A la fin de cette première semaine de l’Assemblée des États Parties  (AEP), qui se déroule du 16 au 25 novembre à la Haye, nombre de discours des états lors des sessions plénières ont  rappelé la nécessité de lutter contre l’impunité et certains ont parlé des victimes et de leur place au cœur du projet de la Cour pénale internationale (CPI ou la Cour). Il est important de noter que les deux ne vont pas de pairs et que le poids symbolique de la lutte contre l’impunité n’implique pas forcément une attention aux victimes puisque celles-ci sont plus nombreuses et sont touchées par des situations plus larges que celles auxquelles les affaires jugées devant la Cour font référence.

Ce début d’AEP a vu les interventions des États dominées par le sujet des retraits annoncés du Burundi, de la Gambie et de l’Afrique du sud. Ainsi le sujet de la place effective donnée aux victimes actuellement dans le système de la Cour n’a pas été abordé et le motto selon lequel « les victimes sont au cœur du travail de la Cour », quand il a été mentionné, a été utilisé comme élément rhétorique destiné à convaincre de l’erreur d’un retrait de la CPI par les états soutenant cette dernière. « Les victimes » en tant que rhétorique instrumentalisée présente dans le discours des États rencontrent-elles « les victimes » en tant que préoccupation qui sous-tend l’action des états ?

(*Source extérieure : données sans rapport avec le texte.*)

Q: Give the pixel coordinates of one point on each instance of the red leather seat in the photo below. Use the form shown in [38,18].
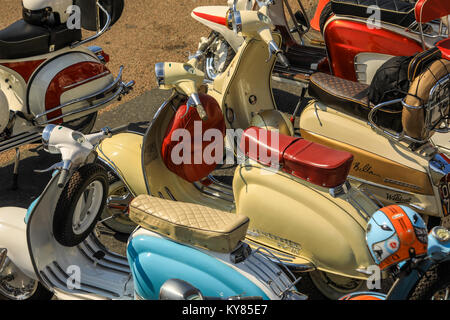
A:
[192,171]
[266,147]
[306,160]
[444,46]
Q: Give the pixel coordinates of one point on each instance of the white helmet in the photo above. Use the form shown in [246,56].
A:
[58,7]
[4,112]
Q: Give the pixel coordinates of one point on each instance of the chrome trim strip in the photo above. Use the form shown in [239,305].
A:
[87,80]
[380,185]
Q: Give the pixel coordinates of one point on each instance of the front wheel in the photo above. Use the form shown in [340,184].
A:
[335,287]
[218,57]
[80,205]
[15,285]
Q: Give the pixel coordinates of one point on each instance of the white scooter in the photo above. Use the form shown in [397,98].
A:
[51,249]
[47,75]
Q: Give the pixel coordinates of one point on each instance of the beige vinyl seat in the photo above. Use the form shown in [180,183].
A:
[191,224]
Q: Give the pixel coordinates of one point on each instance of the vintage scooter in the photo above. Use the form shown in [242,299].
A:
[400,146]
[47,75]
[423,265]
[391,173]
[382,167]
[188,253]
[400,29]
[317,222]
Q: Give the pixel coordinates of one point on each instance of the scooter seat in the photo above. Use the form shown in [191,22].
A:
[396,12]
[21,40]
[306,160]
[351,98]
[188,223]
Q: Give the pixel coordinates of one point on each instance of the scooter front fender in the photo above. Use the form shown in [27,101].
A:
[215,18]
[122,154]
[13,237]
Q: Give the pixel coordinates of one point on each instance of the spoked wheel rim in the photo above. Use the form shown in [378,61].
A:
[442,294]
[15,285]
[87,207]
[215,61]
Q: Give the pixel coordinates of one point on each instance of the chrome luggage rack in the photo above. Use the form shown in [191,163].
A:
[117,88]
[435,118]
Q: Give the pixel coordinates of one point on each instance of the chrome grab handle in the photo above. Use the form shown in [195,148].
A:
[377,128]
[98,34]
[399,136]
[123,88]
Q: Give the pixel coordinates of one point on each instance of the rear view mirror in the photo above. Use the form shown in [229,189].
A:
[93,18]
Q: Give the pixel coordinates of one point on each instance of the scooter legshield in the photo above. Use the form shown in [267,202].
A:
[13,238]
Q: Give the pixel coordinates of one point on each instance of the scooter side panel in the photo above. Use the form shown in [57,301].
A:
[245,88]
[154,260]
[122,153]
[304,220]
[13,238]
[378,160]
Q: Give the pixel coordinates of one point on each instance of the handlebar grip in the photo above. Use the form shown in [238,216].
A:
[62,178]
[284,61]
[119,129]
[202,112]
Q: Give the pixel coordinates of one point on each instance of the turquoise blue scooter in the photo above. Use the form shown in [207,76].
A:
[419,261]
[51,249]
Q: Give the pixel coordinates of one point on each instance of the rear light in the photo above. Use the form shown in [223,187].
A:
[104,57]
[100,53]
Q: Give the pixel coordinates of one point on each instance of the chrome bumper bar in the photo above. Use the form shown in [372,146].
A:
[118,87]
[3,256]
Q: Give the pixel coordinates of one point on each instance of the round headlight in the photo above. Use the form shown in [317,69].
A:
[46,134]
[441,234]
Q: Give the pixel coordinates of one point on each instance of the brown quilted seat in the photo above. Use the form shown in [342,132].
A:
[188,223]
[351,98]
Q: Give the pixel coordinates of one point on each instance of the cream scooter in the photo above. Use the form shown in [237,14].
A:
[396,158]
[317,225]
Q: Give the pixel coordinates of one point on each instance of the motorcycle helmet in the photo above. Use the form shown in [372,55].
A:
[396,234]
[46,12]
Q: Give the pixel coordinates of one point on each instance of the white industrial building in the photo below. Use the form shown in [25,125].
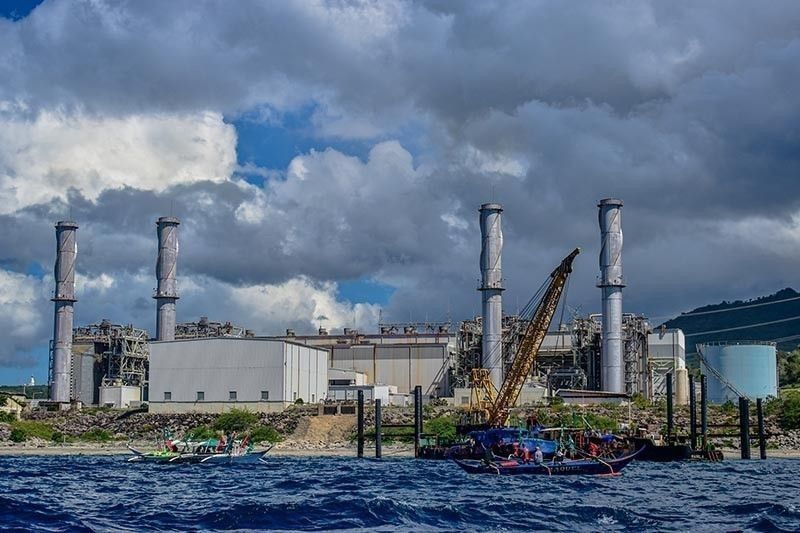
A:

La manifestation la plus criante de cet écart entre discours et actions concernant les personnes victimes de violations graves des droits humains a été  visible durant la rencontre entre les organisations non gouvernementales (ONG) et le Fonds au profit des victimes.

 

  • Bref rappel du fonctionnement du Fonds au profit des victimes

 

Cette entité, rappelons-le, a pour base légale l’article 79 du Statut de Rome et la règle 98 du Règlement de procédure et de preuve qui précise ses fonctions en matière de réparation et d’assistance. Le fonds a pour mission d’  « exécuter les ordonnances de réparation rendues par la Cour et (d’) offrir des services de réhabilitation physique et psychosociale ou un soutien matériel aux victimes de crimes relevant de la compétence de la Cour. »

Le mandat de réparation permet au fonds de récupérer les amendes et le produit des biens confisqués d’une personne reconnue coupable par la Cour afin de donner des réparations aux victimes. Ce mandat est donc lié à un verdict de culpabilité, contrairement au mandat d’assistance.

La fonction d’assistance permet aux victimes de recevoir de l’aide rapidement avant que la Cour ne rende un jugement et indépendamment de celui-ci. Les différences principales avec le mandate de réparation sont que les fonctions d’assistance sont financées par les contributions volontaires, qu’elles viennent d’États ou qu’elles soient privées et qu’elles s’adressent à un plus grand nombre de victimes provenant de situations plus larges que celles adressées à la cour.

Selon les chiffres donnés par le Fonds, plus de 300 000 bénéficiaires directs et indirects ont profité des programmes du fonds depuis le début de ses actions.